コラム・エッセイ
継続の力、継続への力
新しい出会いに向けて-この町・あの人・この話- 浅海道子ひきこもり・無業若者への支援事業に携わって、気がつけばもう10年近くになる。
初めからこの事業を目的に活動してきたわけではなく、異文化交流を掲げて長年取り組んできた活動の延長としてたどり着いたのが現在の姿なのだが、それがもう一昔と言える期間になったことに、時の過ぎる速さに驚くとともに、活動の継続を支えてくれている多くの力を改めて感じずにはいられない。
瞬間的な力は個人でも発揮することは出来て、天賦の才能に恵まれて様々な業績を上げている例は数多いが、それを継続する流れとして維持して行くことは一人の力では困難で、多くの人の様々な支えがあってこそ可能なことだ。
昨年、カナダ友好協会の活動50周年を祝う集いに参加して下さった多くの方々と話を交わしながら、また、これまで一緒に活動に携わってきた人々の顔と声を思い出しながら、つくづくとそう思った。五里霧中の中、がむしゃらに取り組んできた活動に時折かけられる労(ねぎら)いと励ましの言葉は活動の継続に大きな支えとなっている。
今春には国際ソロプチミスト協会からこれまでの活動への表彰をいただいた。思いがけない労いは嬉しく名誉なことであり、それはまた活動の継続への静かな活力を与えてくれる。

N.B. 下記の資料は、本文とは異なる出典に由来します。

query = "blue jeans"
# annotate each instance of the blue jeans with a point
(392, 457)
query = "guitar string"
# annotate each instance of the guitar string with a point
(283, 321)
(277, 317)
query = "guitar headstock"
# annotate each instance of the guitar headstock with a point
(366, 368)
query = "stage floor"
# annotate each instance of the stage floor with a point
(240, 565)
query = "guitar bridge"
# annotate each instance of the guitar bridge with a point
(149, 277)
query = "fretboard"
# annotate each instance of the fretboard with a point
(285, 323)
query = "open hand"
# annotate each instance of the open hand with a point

今年も早、師走。毎年この時期には一年を振り返り来年の活動計画に思いを馳せるのが習いで、様々な思いが頭の中を駆け巡り、それはそれで充実感を覚える時なのだが、今年はもう一つ嬉しいことが重なった。
事業活動の拠点としている地元の県からの推薦を受け、内閣府の「チャイルド・ユースサポート章」を受賞することになり、活動仲間やスタッフと一緒に今月初め授賞式に臨んだ。今年は全国で7件が選ばれたが、当県の推薦団体が選定されたのは十数年ぶりのことだと、県の担当部門の皆さんも共に喜んで下さった。
授賞式を終えて夕食後のお茶のひととき、我がつれ合いからは「何はともあれ、おめでとう。よかったな。華々しく目立つことではないし苦労は多いだろうが、思いが相手に直接伝わる仕事だから、やりがいはあるだろう。」「同じような活動をしていても、派手なパフォーマンスで行政にアピールすることに力を注ぎ、本当の支援にはなっていない団体もあるとこぼしていたこともあるが、世間はちゃんと見てくれているということは、これで分っただろう。」と労いを受け目元がほころび、思わず潤んだ。
年の終りのいいひとときだった。